# polaris machine questions



## dieseldude (Oct 25, 2002)

i am going to snowcheck a new machine in the spring and was wondering if any of you ride and edgeX or similar machine. the one im thinking i might end up getting is the PRO X 800.

there are a few thing i dont like about polaris but they can be easily fixed with after-market parts , like the fact they dont use a boost bottle between the carbs, why?

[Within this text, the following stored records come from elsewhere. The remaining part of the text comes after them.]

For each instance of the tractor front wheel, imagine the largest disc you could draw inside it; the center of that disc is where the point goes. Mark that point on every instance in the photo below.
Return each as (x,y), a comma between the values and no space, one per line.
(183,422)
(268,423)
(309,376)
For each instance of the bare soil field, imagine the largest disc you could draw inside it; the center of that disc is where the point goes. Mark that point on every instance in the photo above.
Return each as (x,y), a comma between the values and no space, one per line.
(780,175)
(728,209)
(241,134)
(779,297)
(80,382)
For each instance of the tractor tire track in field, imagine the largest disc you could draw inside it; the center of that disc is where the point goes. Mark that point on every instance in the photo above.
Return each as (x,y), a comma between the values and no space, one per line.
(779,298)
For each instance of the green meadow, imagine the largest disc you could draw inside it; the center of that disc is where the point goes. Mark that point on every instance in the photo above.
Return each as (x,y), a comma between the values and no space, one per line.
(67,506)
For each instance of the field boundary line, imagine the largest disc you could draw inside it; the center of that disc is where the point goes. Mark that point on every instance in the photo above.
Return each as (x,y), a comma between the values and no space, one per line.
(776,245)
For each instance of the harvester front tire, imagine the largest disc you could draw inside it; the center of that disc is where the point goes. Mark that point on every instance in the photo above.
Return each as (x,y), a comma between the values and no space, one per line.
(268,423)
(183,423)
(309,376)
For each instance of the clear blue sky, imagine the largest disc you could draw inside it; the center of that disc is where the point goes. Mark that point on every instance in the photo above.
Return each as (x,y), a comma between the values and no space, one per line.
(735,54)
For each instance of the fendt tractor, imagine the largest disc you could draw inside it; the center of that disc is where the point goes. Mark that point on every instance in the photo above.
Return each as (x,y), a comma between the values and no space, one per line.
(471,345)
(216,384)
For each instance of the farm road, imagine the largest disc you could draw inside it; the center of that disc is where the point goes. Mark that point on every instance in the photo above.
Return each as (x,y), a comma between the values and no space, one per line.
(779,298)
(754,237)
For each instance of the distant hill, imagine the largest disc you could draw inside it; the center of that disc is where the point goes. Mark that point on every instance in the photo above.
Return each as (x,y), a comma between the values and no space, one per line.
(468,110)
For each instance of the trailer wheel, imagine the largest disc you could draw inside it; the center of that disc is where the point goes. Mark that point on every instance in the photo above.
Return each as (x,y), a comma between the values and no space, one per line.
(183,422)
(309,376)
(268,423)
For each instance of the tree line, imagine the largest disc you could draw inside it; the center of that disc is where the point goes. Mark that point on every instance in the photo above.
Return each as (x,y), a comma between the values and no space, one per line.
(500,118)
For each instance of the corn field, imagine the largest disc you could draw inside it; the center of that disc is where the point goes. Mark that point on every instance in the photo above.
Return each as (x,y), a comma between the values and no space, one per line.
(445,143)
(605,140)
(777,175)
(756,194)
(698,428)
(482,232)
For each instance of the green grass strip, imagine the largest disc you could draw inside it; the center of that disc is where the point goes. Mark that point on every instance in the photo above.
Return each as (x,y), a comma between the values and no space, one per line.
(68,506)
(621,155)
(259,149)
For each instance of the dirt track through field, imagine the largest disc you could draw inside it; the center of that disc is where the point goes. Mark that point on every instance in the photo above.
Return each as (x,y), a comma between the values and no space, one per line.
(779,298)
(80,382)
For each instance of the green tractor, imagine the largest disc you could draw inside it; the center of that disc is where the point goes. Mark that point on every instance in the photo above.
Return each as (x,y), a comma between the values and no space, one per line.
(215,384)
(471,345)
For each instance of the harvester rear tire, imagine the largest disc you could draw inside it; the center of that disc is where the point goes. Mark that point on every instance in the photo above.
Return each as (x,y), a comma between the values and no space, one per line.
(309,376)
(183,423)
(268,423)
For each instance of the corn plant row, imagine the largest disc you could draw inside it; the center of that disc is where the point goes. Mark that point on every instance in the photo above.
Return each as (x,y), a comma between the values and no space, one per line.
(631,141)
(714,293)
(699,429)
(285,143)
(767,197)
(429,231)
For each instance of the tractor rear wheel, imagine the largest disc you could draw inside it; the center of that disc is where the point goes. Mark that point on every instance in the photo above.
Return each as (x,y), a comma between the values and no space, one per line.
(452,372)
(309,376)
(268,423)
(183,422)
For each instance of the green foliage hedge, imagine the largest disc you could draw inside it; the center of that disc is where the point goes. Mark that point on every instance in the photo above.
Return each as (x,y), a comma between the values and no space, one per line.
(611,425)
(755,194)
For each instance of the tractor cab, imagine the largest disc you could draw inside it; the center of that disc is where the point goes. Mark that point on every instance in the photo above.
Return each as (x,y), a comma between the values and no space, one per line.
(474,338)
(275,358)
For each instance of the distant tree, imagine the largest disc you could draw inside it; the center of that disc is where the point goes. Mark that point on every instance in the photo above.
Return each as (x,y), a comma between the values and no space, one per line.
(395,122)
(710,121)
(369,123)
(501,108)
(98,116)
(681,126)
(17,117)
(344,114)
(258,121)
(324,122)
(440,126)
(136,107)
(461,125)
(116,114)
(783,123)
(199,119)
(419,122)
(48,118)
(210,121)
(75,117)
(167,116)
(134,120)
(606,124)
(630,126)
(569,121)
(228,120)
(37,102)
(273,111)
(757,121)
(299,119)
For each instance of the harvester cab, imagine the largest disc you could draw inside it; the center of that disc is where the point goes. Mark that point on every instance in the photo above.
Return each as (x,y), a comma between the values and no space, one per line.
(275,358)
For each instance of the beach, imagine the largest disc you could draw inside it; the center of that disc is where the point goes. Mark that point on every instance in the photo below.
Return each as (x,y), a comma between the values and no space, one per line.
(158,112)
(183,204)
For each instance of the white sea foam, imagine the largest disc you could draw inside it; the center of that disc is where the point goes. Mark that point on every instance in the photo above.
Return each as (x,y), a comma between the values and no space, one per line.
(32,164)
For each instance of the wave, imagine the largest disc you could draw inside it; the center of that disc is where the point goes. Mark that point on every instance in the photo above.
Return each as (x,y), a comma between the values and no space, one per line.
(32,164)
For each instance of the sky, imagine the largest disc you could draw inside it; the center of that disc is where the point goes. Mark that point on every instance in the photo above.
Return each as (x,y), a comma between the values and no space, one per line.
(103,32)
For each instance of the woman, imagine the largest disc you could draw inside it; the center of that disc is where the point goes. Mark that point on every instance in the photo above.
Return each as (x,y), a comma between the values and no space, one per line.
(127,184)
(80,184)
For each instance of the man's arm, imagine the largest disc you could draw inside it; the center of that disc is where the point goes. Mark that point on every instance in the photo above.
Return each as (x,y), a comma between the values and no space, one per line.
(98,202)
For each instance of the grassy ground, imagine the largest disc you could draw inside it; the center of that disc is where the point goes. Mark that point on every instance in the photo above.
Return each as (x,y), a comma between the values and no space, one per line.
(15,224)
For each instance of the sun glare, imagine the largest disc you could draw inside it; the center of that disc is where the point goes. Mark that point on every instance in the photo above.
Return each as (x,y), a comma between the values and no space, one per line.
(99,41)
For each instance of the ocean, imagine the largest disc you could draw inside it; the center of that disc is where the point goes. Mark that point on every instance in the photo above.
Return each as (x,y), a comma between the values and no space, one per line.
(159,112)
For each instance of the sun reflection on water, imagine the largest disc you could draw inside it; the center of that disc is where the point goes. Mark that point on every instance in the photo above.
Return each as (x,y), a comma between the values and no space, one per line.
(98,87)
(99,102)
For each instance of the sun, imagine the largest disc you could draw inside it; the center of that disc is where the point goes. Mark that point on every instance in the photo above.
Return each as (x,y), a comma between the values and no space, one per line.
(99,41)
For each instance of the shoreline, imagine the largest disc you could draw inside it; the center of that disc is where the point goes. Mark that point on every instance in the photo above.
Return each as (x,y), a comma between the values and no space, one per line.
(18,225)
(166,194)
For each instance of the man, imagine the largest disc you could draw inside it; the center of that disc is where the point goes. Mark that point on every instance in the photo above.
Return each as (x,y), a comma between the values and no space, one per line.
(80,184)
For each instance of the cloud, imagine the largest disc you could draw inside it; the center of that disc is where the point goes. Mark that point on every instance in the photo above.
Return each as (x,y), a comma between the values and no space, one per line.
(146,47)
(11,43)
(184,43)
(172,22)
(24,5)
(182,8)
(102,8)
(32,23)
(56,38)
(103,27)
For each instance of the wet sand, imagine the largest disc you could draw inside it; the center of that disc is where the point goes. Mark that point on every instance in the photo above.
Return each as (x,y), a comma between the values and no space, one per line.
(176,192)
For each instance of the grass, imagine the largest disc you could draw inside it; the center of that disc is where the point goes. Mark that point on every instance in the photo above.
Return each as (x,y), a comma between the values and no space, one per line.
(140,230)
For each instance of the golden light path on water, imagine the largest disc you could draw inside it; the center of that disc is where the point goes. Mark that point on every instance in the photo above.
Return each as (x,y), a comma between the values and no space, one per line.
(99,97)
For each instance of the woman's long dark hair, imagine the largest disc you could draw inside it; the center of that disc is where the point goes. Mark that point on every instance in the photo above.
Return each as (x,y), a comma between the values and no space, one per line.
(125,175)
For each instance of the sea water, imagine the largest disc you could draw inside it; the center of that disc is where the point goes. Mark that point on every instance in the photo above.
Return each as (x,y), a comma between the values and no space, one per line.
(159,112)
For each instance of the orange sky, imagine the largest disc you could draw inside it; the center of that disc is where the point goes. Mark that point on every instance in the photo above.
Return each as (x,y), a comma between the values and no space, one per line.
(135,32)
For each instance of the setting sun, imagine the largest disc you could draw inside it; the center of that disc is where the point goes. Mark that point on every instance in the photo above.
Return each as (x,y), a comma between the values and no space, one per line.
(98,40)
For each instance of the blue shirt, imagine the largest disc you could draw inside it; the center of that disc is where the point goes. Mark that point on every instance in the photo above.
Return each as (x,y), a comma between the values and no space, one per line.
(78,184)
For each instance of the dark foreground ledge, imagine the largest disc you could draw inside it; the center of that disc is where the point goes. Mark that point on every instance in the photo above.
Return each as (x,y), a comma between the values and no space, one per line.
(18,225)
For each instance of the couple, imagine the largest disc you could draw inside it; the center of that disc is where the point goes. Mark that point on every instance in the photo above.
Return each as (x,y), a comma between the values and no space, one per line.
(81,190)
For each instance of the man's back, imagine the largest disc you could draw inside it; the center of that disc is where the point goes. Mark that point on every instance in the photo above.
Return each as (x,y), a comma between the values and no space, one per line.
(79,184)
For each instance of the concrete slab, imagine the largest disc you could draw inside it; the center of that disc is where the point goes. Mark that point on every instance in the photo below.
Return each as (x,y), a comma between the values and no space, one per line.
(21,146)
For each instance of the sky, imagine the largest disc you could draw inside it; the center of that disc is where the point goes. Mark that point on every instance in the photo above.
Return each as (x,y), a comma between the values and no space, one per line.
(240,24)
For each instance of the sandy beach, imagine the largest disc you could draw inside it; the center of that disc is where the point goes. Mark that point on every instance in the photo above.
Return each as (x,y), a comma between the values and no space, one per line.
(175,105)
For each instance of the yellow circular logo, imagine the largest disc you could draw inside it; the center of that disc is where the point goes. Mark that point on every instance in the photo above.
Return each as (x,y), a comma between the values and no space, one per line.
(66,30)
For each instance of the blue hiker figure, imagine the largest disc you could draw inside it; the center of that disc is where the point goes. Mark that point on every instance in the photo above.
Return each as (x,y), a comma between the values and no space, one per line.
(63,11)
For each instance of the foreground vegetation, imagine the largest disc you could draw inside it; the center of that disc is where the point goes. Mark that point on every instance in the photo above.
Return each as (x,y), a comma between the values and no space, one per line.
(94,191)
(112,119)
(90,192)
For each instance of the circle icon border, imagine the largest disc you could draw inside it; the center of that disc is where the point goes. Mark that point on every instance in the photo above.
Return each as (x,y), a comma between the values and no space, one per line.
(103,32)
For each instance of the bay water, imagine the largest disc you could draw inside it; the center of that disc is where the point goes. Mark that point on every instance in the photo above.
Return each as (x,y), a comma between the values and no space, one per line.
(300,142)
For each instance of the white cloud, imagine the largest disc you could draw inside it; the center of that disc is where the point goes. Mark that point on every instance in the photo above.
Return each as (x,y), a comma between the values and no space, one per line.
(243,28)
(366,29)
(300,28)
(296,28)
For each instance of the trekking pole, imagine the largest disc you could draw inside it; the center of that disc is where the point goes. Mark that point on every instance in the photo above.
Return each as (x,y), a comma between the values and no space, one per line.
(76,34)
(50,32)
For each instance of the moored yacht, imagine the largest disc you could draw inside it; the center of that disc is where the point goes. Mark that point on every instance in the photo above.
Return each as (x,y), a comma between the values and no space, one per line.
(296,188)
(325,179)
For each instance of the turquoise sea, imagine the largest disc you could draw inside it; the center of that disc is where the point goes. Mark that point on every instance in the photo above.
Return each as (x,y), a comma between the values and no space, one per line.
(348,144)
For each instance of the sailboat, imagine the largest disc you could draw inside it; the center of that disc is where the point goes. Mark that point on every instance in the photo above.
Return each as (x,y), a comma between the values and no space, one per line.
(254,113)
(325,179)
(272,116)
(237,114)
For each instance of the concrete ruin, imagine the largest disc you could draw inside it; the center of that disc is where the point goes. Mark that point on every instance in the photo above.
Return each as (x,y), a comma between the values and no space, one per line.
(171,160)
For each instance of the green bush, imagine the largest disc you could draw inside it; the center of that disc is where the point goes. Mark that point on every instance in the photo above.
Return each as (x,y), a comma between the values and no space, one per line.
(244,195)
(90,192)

i thought if any of you were big polaris fans you could help me out.


----------



## the_iceman10088 (Sep 24, 2002)

dieseldude, as you quoted : "i ride a ski-doo, are there any other types? " what's up with that...

iceman


----------



## dieseldude (Oct 25, 2002)

im just thinking iceman, just thinking about it. ill probably come to my senses before the spring.


----------



## FASTRNU (Jul 2, 2002)

I bought a used 2001 800 XC SP last January from my boss. It had 2400 miles on it and i put another 1200 on it last season. No problems with it so I snow checked a new 800 Edge X in black. I used to ride a 1998 Arctic Cat ZR600 EFI. Before that I had an Arctic Cat Wildcat 700 EFI. I don't think there is all that big a difference in sleds. I ride hard and haven't had any problems that were the machines fault.


----------



## TeamPolarisracing (Nov 7, 2002)

*****************POLARIS***************POLARIS*******************POLARIS********POLARIS****************


----------